Ransomware became a trendy attack tool in 2016. Earlier this year, cyberattackers also hit hospitals with ransomware, demanding payment to unlock systems. Kaspersky’s quarterly IT threat evolution report reported 821,865 victims of ransomware in Q3. While ransomware is now extremely common, a coordinated attack targeting multiple transit systems, hospitals or other critical infrastructure appears plausible.
"Crypto ransomware continues to be one of the most dangerous threats, both to private users and to businesses," said Fedor Sinitsyn, ransomware expert at Kaspersky Lab.
Because security companies have increased the speed at which they detect intrusions, criminals are creating new modifications of malware more quickly, Sinitsyn added.
More to come?
So what can we look forward to in terms of hacks in 2017?

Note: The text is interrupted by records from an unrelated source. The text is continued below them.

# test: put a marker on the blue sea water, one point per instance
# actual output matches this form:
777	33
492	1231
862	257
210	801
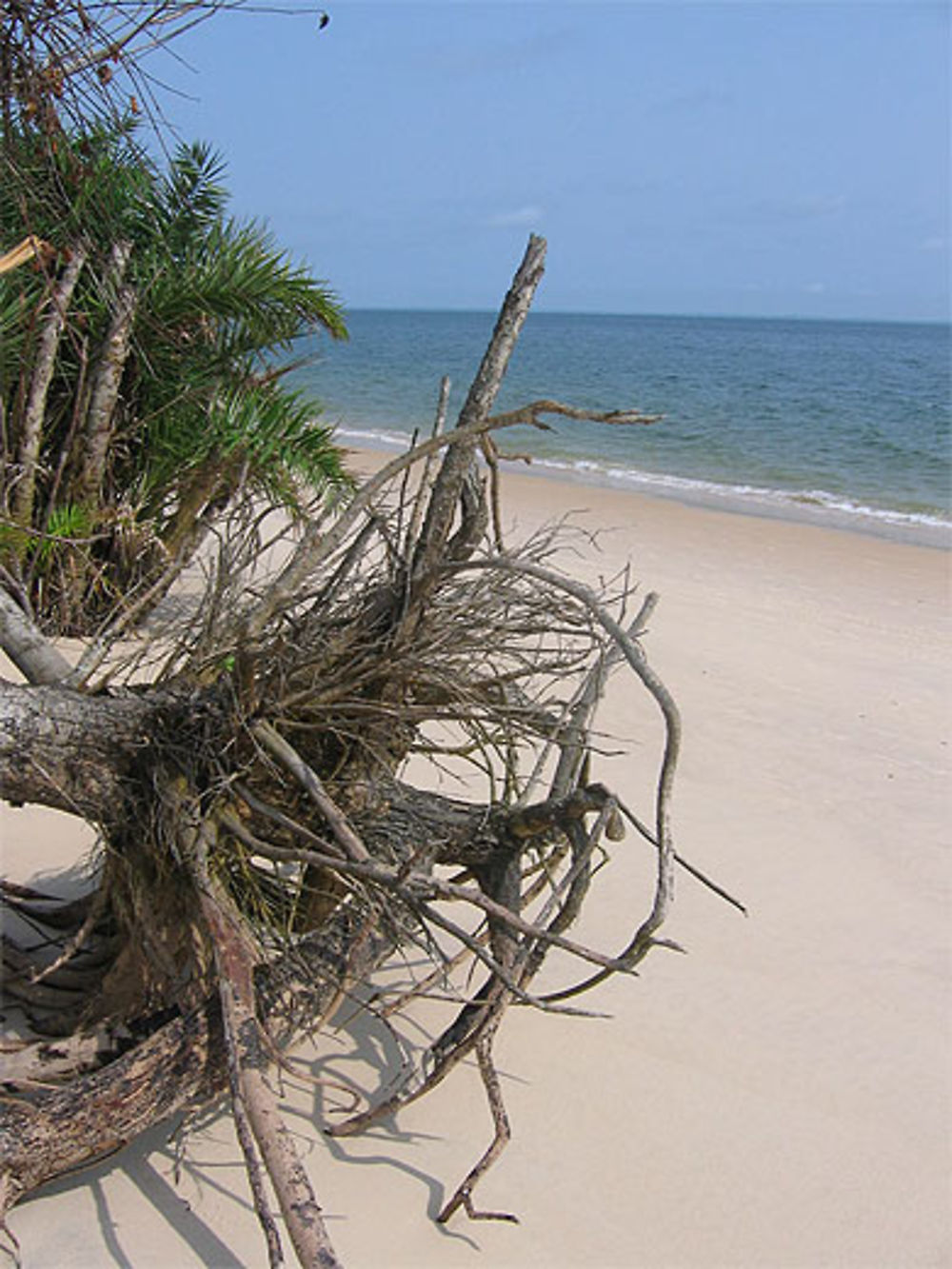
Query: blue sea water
840	422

"If growth of attack surface, techniques and means continues into 2017, then the best years of security of our systems may be behind us," said Carl Herberger, Radware’s VP of Security Solutions.
Meanwhile, Smith expects a continued move away from reflective and amplification attacks, which are fairly easy to block, predicting TCP and IoT devices will become the main vector of attack.
"If growth of attack surface, techniques and means continues into 2017, then the best years of security of our systems may be behind us."
Carl Herberger
VP of Security Solutions at Radware
"I also see attackers exploring several different protocols. I'm sure next year we'll see one or two new vectors of attack in which we haven't seen before," Smith said. "After all, these attackers have all day to discover new things while we're trying to play catch up and determine what they're doing."
Smith stressed that each organization has a responsibility to be aware and prepared and to devise appropriate strategies and controls for mitigating cyber risks, both new and old.